Blogger Brad said...

I can't believe Fairgrounds nudgers and shruggers would have such bad taste

Almost everything about the project boggles my mind, so don't tempt fate by giving credit to the "nudgers and shruggers" for any sense of design.

9:07 AM  
Blogger gatesofmemphis said...

Brad, I think it's a possibility they'll stay mainly because they're already perfectly lined up on the axis.

But construction churn, which requires demolition of usable structures, is a major development anti-pattern here so they could knock them over just to put up something else. Maybe the abstracted gateway forms of an anturban office park entrance.

11:08 PM  
Blogger Unknown said...

Another rendering. A bit more tasteful, in my opinion, but still not utilizing the space to its greatest potential. A couple of gates there, though certainly quite a bit more diminutive in stature compared to the originals.

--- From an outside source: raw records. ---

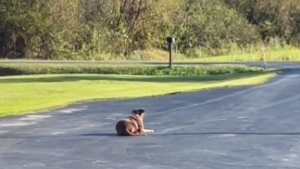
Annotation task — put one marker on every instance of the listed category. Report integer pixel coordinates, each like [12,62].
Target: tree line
[92,29]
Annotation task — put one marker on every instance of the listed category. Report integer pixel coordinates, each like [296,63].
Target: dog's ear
[138,111]
[141,111]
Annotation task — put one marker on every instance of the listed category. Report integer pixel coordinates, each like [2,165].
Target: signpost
[171,43]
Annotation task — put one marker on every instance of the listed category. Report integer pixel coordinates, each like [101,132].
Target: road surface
[250,128]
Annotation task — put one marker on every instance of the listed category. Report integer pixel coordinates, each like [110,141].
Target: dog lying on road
[133,125]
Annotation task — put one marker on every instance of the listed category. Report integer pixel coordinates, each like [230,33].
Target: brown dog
[133,125]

http://www.memphistn.gov/images/GreatSpacePh1.jpg

I wish our leaders coould generate a land-use strategy based upon public input and forethought, rather than chucking an idea into the hat and making sure it's complete by the start of a football season.

4:33 PM  
Blogger Unknown said...

I was told by Councilman Bill Boyd that "the stonework will be retained and used at the E. Pkwy entrance according to the City co-ordinator of the overall redevelopment of the FG and the architects."